Some reasults are pretty cool, but still this fucking devalues the artist. the human spirit imagines these artworks and creates it by hand and the machine just eats it.
I imagine they said the same thing when photography was invented.
Like others are saying, this is just another tool, like photographs or 3D modeling or Photoshop. Both fine artists and commercial illustrators have always taken advantages of tricks and shortcuts to make things easier for themselves (including things like standard templates that could be individually customized, assistants drawing in the easy bits, camera obscura and mirror tricks, and more recently photo reference and collage/xerography).
Perhaps with this some art jobs will go away, like some work in layout/design and typesetting went away when people could easily do it themselves digitally. But it's not like the world is lacking for designers or typographers! Artists will adapt.
It seems that what the program does is look for similar textures and forms in both pictures and then apply them from one to the other in progressive layers. In the portrait of the guy's face you can clearly see the folds from the woman's dress and the tablecloth being re-used in several places on his face.
So yeah: it is a very, very sophisticated graphics filter, but it's quite a stretch from that to worrying that "art" is being created by machines.

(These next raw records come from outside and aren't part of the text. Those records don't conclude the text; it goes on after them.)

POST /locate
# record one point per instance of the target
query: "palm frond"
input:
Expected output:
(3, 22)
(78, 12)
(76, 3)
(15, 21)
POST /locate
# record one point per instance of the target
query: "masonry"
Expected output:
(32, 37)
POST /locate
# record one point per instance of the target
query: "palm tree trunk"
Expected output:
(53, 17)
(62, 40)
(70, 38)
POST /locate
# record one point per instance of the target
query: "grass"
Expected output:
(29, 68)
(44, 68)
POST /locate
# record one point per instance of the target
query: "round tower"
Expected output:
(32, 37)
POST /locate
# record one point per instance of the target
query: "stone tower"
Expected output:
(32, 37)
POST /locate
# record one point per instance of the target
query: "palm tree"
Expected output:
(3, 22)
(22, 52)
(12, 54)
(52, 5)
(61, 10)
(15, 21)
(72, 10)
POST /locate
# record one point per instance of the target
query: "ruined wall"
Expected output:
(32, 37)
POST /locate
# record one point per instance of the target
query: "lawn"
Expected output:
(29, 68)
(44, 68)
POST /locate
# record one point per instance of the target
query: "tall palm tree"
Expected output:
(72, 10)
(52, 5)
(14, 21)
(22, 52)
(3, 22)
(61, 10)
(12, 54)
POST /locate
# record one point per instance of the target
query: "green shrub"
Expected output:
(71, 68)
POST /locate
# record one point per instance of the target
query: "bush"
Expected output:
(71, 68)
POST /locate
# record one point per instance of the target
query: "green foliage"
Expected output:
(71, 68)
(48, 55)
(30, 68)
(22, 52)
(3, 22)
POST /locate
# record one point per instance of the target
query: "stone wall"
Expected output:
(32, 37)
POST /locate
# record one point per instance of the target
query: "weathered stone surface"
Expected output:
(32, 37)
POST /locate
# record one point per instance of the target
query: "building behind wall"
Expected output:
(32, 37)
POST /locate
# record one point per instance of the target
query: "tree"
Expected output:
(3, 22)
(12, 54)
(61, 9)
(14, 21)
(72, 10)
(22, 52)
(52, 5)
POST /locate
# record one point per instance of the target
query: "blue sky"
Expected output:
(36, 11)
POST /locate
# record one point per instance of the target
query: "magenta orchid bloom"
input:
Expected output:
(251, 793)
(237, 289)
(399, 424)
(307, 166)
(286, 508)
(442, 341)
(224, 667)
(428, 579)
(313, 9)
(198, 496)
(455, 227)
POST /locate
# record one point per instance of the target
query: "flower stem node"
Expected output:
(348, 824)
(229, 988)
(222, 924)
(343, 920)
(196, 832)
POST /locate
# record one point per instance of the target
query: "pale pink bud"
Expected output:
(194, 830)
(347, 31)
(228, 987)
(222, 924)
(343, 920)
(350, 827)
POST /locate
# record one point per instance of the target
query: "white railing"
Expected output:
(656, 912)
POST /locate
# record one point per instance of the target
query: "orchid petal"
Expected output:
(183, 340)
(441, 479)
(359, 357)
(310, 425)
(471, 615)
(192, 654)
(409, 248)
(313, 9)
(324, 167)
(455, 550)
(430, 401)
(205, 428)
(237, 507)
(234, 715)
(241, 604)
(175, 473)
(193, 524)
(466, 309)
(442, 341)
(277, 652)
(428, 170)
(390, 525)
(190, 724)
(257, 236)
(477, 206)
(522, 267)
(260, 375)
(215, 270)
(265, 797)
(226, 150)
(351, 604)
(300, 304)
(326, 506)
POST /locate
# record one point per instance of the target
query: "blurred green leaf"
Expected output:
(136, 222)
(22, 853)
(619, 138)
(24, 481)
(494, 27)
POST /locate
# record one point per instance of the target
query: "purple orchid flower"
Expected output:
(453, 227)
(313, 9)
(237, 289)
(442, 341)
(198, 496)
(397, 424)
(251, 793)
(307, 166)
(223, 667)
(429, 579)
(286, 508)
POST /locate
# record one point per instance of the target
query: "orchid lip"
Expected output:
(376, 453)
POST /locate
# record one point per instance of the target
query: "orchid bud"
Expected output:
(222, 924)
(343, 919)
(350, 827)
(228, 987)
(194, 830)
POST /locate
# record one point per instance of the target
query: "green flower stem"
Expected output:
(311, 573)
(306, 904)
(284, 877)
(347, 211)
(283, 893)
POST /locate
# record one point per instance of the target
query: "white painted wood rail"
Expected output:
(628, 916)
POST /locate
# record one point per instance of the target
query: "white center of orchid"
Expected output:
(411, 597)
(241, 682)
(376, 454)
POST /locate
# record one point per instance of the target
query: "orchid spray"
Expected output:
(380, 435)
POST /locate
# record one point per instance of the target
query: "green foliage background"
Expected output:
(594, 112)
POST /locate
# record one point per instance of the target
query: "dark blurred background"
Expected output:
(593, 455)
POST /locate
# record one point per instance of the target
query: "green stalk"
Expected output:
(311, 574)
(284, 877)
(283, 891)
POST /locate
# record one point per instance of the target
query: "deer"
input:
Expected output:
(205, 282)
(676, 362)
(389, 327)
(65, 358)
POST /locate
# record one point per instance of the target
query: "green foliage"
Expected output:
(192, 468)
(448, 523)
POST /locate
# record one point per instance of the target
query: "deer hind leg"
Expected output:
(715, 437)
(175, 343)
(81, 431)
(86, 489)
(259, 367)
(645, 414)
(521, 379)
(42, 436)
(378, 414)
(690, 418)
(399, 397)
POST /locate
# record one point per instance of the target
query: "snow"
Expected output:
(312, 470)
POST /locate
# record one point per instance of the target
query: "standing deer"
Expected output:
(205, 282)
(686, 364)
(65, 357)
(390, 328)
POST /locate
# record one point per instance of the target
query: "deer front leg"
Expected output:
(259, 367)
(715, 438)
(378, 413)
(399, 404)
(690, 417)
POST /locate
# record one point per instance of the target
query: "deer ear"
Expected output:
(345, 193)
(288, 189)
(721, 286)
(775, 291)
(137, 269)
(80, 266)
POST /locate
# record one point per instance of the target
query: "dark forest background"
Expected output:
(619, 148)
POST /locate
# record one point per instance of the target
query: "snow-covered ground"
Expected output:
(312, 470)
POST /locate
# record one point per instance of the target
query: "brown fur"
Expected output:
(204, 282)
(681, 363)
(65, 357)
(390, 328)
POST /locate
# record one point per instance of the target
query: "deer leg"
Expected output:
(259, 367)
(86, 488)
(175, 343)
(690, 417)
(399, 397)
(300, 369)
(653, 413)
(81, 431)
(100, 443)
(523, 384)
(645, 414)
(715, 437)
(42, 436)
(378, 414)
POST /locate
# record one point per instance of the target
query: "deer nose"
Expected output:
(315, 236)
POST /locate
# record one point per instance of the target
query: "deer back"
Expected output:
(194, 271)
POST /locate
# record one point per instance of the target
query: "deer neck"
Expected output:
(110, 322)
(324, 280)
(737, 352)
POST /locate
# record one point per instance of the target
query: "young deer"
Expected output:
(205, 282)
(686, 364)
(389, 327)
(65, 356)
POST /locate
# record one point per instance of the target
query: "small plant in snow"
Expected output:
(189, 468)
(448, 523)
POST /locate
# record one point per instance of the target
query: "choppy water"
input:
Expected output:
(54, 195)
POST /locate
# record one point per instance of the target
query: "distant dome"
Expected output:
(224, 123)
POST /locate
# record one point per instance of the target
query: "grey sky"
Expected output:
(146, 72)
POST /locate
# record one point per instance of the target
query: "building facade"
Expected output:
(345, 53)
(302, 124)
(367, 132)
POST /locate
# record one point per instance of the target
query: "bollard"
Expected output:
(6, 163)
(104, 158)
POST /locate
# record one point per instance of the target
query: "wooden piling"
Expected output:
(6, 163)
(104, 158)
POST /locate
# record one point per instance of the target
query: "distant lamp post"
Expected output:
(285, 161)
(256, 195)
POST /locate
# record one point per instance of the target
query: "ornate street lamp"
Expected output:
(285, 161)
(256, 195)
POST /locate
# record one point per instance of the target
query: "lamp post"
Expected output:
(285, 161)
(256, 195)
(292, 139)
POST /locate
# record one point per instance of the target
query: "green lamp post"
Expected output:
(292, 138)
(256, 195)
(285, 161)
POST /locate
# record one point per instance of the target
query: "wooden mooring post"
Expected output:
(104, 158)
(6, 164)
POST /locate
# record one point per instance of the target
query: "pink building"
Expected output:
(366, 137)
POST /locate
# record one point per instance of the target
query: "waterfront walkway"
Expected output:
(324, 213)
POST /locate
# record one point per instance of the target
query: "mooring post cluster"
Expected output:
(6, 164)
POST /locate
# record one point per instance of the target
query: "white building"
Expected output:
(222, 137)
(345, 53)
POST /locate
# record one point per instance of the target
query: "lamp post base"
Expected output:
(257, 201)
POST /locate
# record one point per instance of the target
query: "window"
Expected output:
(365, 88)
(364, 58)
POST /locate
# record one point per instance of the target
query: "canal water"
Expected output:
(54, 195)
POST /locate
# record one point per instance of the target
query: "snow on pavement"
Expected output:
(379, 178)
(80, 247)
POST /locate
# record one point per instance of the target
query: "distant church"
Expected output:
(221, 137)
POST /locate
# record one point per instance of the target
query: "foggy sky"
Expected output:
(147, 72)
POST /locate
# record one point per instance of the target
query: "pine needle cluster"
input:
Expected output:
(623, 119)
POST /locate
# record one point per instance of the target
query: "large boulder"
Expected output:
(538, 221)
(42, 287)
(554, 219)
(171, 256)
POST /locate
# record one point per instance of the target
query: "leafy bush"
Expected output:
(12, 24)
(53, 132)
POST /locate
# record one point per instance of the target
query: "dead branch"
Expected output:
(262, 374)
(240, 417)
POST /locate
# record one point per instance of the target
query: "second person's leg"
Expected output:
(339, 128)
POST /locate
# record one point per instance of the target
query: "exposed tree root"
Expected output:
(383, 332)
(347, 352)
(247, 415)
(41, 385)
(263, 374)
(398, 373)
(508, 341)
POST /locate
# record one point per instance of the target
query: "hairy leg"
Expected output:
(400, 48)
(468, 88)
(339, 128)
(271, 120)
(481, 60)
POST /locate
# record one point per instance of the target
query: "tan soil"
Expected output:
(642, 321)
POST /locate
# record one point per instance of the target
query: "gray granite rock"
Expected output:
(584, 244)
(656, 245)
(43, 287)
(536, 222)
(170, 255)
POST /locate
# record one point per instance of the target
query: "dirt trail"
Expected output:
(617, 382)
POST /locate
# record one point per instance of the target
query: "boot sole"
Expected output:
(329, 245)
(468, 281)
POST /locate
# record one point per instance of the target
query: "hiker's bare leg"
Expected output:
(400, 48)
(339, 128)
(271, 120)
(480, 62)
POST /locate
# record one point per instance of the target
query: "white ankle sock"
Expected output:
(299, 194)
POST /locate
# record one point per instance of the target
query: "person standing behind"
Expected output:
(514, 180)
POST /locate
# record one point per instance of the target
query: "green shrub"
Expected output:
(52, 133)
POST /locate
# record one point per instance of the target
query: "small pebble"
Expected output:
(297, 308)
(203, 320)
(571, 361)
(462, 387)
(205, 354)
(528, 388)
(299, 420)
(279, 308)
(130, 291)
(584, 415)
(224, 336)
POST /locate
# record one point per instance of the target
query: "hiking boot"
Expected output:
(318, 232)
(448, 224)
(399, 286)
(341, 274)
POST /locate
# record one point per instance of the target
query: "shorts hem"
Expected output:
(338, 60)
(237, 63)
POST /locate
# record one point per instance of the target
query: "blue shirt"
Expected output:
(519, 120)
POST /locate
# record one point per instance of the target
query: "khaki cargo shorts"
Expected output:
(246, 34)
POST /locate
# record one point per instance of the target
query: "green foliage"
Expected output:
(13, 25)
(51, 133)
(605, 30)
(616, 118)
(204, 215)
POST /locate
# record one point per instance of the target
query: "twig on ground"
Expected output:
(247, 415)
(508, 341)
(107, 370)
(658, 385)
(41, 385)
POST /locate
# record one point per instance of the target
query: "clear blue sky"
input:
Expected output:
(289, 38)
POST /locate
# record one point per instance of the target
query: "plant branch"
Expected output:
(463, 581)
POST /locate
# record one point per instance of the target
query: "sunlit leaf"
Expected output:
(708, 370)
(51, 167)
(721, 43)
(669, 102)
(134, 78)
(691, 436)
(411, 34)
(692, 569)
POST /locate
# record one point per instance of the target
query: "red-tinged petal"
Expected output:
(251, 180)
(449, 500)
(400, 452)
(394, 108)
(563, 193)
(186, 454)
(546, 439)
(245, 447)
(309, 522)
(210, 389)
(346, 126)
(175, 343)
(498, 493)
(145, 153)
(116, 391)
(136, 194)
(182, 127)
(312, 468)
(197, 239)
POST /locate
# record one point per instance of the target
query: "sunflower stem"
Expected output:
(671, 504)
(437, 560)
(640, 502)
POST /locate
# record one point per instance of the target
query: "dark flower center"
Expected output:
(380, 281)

For example: In the first pictures Snarky posted: When I look at the actual painting of the street scene I get a true feeling of how the artist felt about this view and the particular and individual beauty of the elements that they thought were worth capturing and accentuating on their canvas. But...when I look at the computer generated scene which has borrowed this artist's vision out of context I just see a technically well-painted picture by a person talented in copying a real artist's physical techniques of brushstrokes etc, but completely without any particular elements that drawn my eye here and there and make me understand why the artist wanted to paint this picture.
Artistically, it's just a confusing mess.
Well, but partly that's because this is still early days, and partly it's just the deficiency of a not-very-interesting photo combined with a not-quite-suitable technique.
It doesn't seem at all hard to imagine that neural networks such as this could learn to identify and match features in the style and subject images more intelligently, so that you don't get a face made out of tablecloth (although that's an interesting effect in itself), but painted in the same style as specifically the faces in the source image. Something like what they did half-manually in the Rembrandt example. It could also quite conceivably measure depicted proportions and other features of the art, and compare to a database of photos to identify characteristic distortions (e.g. to understand how van Gogh depicted skin tones, or how Picasso abstracted, distorted and rearranged anatomy). And you could imagine an interactive version, where you could mark bits that don't work and have the computer come up with another attempt.
Then by choosing/composing a good subject image, and by selecting a good source style image (or set of images, perhaps), and by doing a bit of cleanup, I don't see why you couldn't create something that looks perfectly convincing, and potentially just as good as the source images. (Depending on how artistically brilliant they were in the first place, and your own artistic talent.)
There will still be human involvement, but it'll be a lot less work. And I think it does make a difference if someone could, from a good portrait photo and a database of paintings, with maybe half an hour's work, create a work that – if not as brilliant as a Vermeer or a Rembrandt – is almost indistinguishable from and the equal to a good classic portrait.
Of course, when anything is possible with the click of a button, deciding
what to do is where the talent and skill comes in. Much like a camera can at the click of a button create a picture of anything in the real world, but it's still not at all trivial to shoot a
good picture. Or like how movies nowadays can digitally tweak pretty much every aspect of a shot, but some still look much better than others.
Anyone can use the "charcoal sketch" filter to change a photo into what looks like something drawn by hand, but you won't see it hanging in a gallery next to pictures that actually were drawn by hand with charcoal, because "art" is not about how good the final product looks, it's about how a human being applied their talents to create something from a vision that started in their head, and recreated that image as a tangible object in physical reality.
I'm not sure that's true. The reason you don't hang those Photoshop-filtered images in galleries is that they're not as good (and to a certain extent that it's not in fashion). It
is the final product that matters. In principle there's no reason why you couldn't hang a work like that in a gallery (and in fact there already are many gallery artworks that have been created digitally, including using semi-automatic and randomized processes). The process is pretty irrelevant, apart from how it shapes the final work.
This is why photos will never make portraits obselete.
To a great extent they already have. Portrait painting used to be a huge industry. But nowadays how many people get their portrait painted, not counting sidewalk caricatures? There is still a market for it, but it's orders of magnitude smaller than it was.